'Lo Derek;
Thanks for your input— "Try thinking about maximising honey yield per acre rather than per colony." Honey yield/acre is precisely the metric I'm seeking to maximize. Pretty much. Like I indicated, stalking the ever-elusive Consensus among expert beeks is an enterprise fraught with futility. It seems like what I'd found (nearly all of it nestled between the lines) is that disease and stress tend (maybe, perhaps, sorta) to decrease with colony size up to some never-really-specified level, rather than increase as you're suggesting. As you point out, heat stress is certainly a factor that must be addressed, but one that can readily be surmounted. So what about other stressors? As Michael B. offers, "I don't think you'll get past that [100,000–150,000 bees] without doing some combines which will then dwindle back to that" (my emphasis). I think it can be reasoned that the combined colony would "seek", in the sense of water "seeking" its own level, a lower level/smaller size, both as it waxes and wanes—"dwindles back"—, if a lesser size were preferable, or less stressful in some way, to the colony-as-super-organism.
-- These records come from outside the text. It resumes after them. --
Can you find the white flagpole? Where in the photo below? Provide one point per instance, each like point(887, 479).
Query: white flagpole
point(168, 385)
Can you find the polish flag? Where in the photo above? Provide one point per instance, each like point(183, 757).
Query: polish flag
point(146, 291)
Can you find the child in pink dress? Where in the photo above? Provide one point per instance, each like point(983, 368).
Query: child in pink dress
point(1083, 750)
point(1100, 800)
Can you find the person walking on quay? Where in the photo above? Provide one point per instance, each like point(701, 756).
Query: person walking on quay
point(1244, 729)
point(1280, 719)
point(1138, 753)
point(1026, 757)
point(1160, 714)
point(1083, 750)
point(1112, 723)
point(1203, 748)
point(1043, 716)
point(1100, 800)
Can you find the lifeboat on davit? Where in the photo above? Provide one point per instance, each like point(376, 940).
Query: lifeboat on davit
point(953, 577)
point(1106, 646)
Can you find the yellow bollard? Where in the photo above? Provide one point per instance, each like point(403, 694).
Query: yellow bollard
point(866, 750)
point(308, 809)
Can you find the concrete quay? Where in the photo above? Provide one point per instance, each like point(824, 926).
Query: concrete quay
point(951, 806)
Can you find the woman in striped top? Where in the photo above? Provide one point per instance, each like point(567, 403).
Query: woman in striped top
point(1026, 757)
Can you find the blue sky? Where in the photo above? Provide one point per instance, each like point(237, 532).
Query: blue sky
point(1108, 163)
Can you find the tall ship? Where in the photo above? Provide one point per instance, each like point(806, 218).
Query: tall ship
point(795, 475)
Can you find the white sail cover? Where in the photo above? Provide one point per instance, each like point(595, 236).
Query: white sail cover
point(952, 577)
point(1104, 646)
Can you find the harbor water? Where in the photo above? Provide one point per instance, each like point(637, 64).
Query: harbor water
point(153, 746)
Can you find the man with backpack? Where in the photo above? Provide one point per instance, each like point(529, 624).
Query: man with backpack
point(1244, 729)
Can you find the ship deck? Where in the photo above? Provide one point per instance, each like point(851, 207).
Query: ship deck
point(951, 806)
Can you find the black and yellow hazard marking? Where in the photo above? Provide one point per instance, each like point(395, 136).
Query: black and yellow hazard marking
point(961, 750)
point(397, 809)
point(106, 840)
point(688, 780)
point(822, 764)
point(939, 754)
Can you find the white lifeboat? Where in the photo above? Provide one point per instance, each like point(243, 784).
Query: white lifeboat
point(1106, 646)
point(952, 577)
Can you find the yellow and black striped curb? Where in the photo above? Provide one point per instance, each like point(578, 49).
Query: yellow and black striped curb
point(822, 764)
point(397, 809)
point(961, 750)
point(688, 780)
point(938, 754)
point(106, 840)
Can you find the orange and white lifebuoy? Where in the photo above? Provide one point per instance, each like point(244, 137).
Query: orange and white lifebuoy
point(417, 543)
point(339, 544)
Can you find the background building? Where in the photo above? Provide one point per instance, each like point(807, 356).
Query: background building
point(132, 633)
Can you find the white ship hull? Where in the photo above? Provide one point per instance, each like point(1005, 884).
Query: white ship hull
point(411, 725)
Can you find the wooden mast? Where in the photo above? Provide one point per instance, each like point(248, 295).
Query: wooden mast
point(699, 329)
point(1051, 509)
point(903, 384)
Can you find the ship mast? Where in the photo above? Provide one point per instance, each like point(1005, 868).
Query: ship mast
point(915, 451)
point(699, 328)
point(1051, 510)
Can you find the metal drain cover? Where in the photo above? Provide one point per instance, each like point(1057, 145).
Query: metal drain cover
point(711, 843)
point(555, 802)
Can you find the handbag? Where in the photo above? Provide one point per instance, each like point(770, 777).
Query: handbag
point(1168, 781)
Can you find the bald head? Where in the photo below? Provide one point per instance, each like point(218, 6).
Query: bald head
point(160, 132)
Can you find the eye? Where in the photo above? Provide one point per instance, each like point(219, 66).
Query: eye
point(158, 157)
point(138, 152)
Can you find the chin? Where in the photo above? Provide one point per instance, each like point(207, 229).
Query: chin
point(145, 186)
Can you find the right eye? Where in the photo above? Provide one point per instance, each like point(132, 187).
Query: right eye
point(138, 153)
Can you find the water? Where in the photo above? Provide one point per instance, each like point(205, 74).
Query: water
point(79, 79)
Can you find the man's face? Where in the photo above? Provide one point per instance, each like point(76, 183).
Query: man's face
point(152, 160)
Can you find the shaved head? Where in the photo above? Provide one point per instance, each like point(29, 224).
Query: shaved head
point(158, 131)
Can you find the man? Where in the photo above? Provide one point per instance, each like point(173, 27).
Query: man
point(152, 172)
All this is assuming, naturally, that the hive design and arrangement meet the criteria mentioned in point 1. of my initial post and touched on by B.T.Sidewalk. I couldn't agree more that the main issue (and a Whole separate topic) is that honey/acre is first and foremost a matter of forage per acre-and-season. More accurately, wouldn't it be proportional to the product of (not sum of) (1.) forage compassed by a given radius out from the hive/s times (2.) the total number of hours that forage is available to the bees over the foraging season, times the number of bees available to gather and process this aggregate forage?
My by-no-means-unique challenge is to find a way to cultivate the few acres I have to work with in order to best utilize the massive —albeit short-lived— flood of tulip poplar (tulipfera liriodendron) nectar soon to arrive. This is the key part of the "resource parameters" mentioned in the first post.